Queen Victoria (1819-1901) was Queen of the United Kingdom from 1837 until 1901, a period of more than sixty-three years. During this period, over 40,000 novels were published and numerous other volumes of prose and poetry. It was also a period of proliferation of periodical literature, with monthly magazines containing nonfiction, poetry, and serialized novels. Perhaps the most significant characteristic of the period was its diversity.
Fiction from this period includes novels and short stories. Novels were often first published in serial form, with one chapter a month appearing in magazines, and then republished in three-volume form. The development of railways led to a growth in smaller format and shorter books as well. Mass literacy gave rise to short, inexpensive sensationalistic works known as "penny dreadfuls." Three of the major movements influencing the novel were Romanticism, Naturalism, and Realism, although symbolist works and psychological novels became common at the end of the century.

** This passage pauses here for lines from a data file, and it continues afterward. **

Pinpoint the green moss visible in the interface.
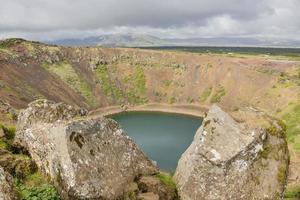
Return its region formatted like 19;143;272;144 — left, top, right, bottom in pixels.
0;138;8;149
277;165;287;185
42;62;96;106
285;185;300;198
267;125;277;136
0;124;16;150
125;191;137;200
56;169;62;184
211;86;226;103
156;173;176;190
261;144;272;159
199;87;212;102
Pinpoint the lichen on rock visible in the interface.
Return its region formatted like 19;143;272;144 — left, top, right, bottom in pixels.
0;166;17;200
15;99;157;199
174;105;289;200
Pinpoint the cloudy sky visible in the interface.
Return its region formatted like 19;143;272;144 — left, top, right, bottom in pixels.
0;0;299;42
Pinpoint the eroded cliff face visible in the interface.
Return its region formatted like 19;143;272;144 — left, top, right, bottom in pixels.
174;105;289;200
0;38;298;117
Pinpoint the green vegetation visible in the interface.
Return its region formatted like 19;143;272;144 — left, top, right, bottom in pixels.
0;121;59;200
0;123;16;150
260;144;272;159
42;62;96;106
285;185;300;199
199;87;212;102
96;64;148;105
96;64;124;104
169;96;177;104
163;80;172;87
279;103;300;152
0;38;26;48
156;173;176;190
211;86;226;103
24;43;36;55
15;172;60;200
0;123;16;139
207;63;213;69
277;164;287;185
141;46;300;61
186;97;194;103
126;65;148;104
133;65;146;94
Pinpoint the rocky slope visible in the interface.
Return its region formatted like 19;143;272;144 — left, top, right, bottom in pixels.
0;100;290;200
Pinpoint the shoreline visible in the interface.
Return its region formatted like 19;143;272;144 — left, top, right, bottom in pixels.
89;103;209;118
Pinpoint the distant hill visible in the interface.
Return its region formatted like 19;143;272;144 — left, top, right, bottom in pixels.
49;34;168;47
47;33;300;48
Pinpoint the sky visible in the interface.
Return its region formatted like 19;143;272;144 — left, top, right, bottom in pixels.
0;0;299;42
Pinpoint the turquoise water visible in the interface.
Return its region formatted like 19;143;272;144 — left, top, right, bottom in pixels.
110;112;202;171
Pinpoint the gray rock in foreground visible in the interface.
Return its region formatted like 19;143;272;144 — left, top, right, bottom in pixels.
0;166;17;200
16;100;157;199
174;105;289;200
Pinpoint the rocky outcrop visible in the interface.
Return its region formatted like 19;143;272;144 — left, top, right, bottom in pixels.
16;100;157;200
0;166;17;200
174;105;289;200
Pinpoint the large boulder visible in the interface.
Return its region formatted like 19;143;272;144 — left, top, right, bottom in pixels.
0;166;17;200
15;100;157;200
174;105;289;200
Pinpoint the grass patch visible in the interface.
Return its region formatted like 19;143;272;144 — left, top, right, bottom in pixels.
285;185;300;199
210;86;226;103
279;103;300;152
156;173;176;190
42;62;96;106
169;96;177;104
199;87;212;102
0;138;8;149
0;123;16;150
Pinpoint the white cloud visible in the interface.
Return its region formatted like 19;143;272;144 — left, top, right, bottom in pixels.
0;0;299;42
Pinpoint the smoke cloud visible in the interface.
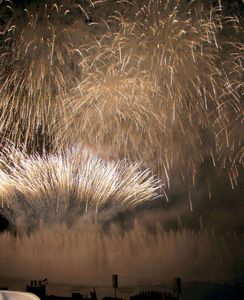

The Victorian period was one in which many forms of poetry flourished, from the Romantic poems of the beginning of the period to ones attempting to reflect common speech and ordinary lives. The symbolist and decadent movements were important at the end of the century. Regional poetry and experimental verse forms, often influenced by French models, were also common.
In the early part of Victoria's reign, melodramas were a major dramatic genre. Revivals of Shakespeare were also common. The end of the century was distinguished by superb comic writers such as Shaw and Wilde, some realistic drama, and some experimental poetic drama. Irish drama flourished during this period, and ranged from the realistic to the poetic.